EMMA ROUTLEY/THE CHRONICLE
PeaceHealth officials are among healthcare professionals awaiting arrival of the vaccine. PeaceHealth has hospital facilities in Springfield, above, and Cottage Grove.
Lane County health officials say nearly 100,000 doses of the coronavirus vaccine will be available to qualified residents this week, and a second dose will be available in January.
But, officials caution, the vaccine won’t be effective unless we can achieve herd immunity.
“The napkin math I saw was roughly 260,000 people” would need to be vaccinated in order to obtain herd immunity in the county – or 70% of people over 16-years-old – said Dr. Jim McGovern, PeaceHealth Oregon network vice president for medical affairs and COVID-19 incident commander.
“I think it’s going to be a little while before the community at large starts to see opportunity to get vaccinated … maybe February or March,” McGovern said.
“It is a hard truth that we can’t vaccinate everyone at once and bring the pandemic to a sudden close,” said Patrick Allen, director for the Oregon Health Authority. “That means Oregon will see more COVID-19 infections and more deaths.”
Through last week, the county has recorded 1,348 (+207 last week) all-time cases in Springfield; 152 (+24) in Creswell; 140 (+27) in Cottage Grove; and 32 (+two) in Pleasant Hill. As of Dec. 15, Lane County has 5,750 total cases; 55 hospitalizations; 13 intensive care patients; 464 infectious cases; and 77 deaths.
“The majority of Lane County outbreaks that we can track come from long-term care facilities and workplaces; between the two of them, it’s almost 78% of our overall cases,” said Jason Davis, public information officer for Lane County Health & Human Services in a briefing Tuesday.
Allen emphasized the need to wear masks, physically distance, avoid groups, and wash hands thoroughly.
“We together control how many more (deaths) there will be,” Allen said. “We’ve already been doing that over the past 10 months.” He said that by following the protocols, the state has reduced sickness and death in Oregon compared with most of the rest of the country.
“We have tragically lost more than 1,100 people in Oregon to COVID-19,” Allen said, “but if our death rate was the same as the median rate for the nation, we would already have lost over 2,000 more.”
The vaccine is initially two shots; for full effectiveness, you need to take both, McGovern said. “Whether you’ll have to take the shots annually, once every 10 years … across all vaccines there’s a wide range of how frequently you need them,” he said. “Influenza mutates fairly quickly and we get a new strain. I have not seen a definitive answer and I’m not sure that we know at this point in time how frequently the vaccine will need to be taken, what this virus is going to do and how the virus is going to behave.”
Front-line medical workers and those who live and work in long-term facilities will be among the first to receive the vaccinations. Davis said that 100% of Lane County’s skilled nursing facilities have enrolled to receive the vaccine.
An OHA vaccine advisory committee is working on the initial framework to define the essential workers who will be among the first to receive the vaccine, though Davis said that “the general framework is really those individuals who keep our society running.
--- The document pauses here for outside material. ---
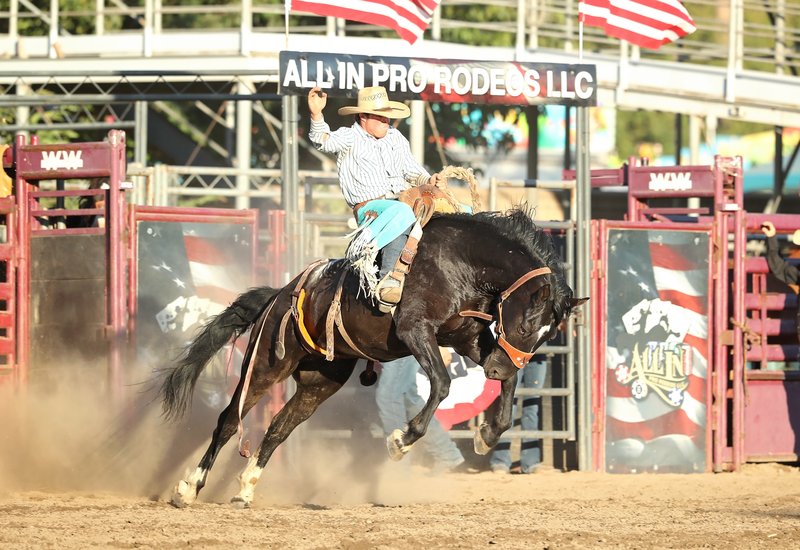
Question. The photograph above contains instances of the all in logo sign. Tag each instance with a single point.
(660, 367)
And that is a very broad definition … but that is the initial framework we’ve seen. Some examples are transit drivers, food delivery individuals and manufacturing, etc.”
Details are in planning stages, all agreed. “I’m not aware of how the community is going to get it, if it’ll be through their primary care physician clinics,” McGovern said, adding that he does not know if there will be an out-of-pocket cost for the vaccine.
Once more details are released, Lane County Public health will narrow down that list, and then distribute the vaccine to qualified workers, he said. How and when that distribution will occur is still unknown. “The realistic expectations are that we will probably see that in early 2021,” Davis said.
In the upcoming weeks, Davis expects to close gaps and uncertainty around who gets the vaccine and when it will be distributed, “so that when the vaccine does become available to our central worker population, we’re able to hit the ground running.”